Small Bank, Financial ETFs Could Capitalize on Looser Regulations | ETF Trends

Broad regulatory restrictions were placed on the banking industry, following the financial downturn. However, small-cap financial exchange traded funds may outperform as the smaller Main Street banks pushes for regulators to relax Dodd-Frank rules that were intended for Wall Street.

For instance, the PowerShares S&P SmallCap Financials Portfolio (NYSEArca: PSCF) and First Trust NASDAQ ABA Community Bank Index Fund (NasdaqGM: QABA) both target smaller companies in the financial space. PSCF takes a greater tilt toward small-caps at 73.9% and micro-caps at 26.1%. QABA includes mid-cap 25.9%, small-cap 36.7% and micro-cap 37.4%.

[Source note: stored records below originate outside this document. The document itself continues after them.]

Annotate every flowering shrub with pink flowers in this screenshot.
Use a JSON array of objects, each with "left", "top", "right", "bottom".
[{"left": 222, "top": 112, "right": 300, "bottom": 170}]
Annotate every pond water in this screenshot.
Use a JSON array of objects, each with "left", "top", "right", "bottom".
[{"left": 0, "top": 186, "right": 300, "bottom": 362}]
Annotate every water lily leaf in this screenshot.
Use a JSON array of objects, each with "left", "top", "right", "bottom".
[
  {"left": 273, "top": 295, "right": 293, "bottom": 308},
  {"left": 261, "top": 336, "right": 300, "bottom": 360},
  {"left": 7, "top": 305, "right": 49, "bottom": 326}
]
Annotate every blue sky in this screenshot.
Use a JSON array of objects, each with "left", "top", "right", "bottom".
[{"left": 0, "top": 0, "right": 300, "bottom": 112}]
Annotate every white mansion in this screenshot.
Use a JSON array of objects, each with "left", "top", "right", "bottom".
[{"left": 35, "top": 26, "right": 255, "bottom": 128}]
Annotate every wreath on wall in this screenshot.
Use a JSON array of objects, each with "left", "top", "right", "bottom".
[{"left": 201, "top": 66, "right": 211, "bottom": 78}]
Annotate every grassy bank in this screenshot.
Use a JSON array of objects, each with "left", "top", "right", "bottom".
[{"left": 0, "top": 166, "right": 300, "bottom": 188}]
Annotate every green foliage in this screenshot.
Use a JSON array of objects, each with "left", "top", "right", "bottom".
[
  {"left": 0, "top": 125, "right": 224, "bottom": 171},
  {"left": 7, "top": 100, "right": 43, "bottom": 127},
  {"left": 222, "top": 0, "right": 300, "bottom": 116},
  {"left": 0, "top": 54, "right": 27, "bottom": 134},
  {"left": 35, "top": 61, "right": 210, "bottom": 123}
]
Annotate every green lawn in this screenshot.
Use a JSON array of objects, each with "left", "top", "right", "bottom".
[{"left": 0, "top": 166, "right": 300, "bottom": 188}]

Small bankers have been arguing with regulators that many of the new financial rules intended for big banks are unjustly burdening community banks by impeding growth and their ability to generate a profit and lend, the Wall Street Journal reports.

There is “plenty of economic analysis and data that says that our country’s economy is being harmed…because of regulatory costs” on small and medium-size banks, Sen. Jerry Moran (R., Kan.), said in the article. “There’s a real interest in addressing that issue.”

The lobbying is beginning to work. Last week, the Federal Reserve and Consumer Financial Protection Bureau moved to relax restrictions on lending and acquisitions for smaller banks. Community banks, though, contend that other areas may also need adjustments, pointing to  international capital rules, additional mortgage lending relief for banks with up to $10 billion in assets and a broad exemption from enforcement by the CFPB.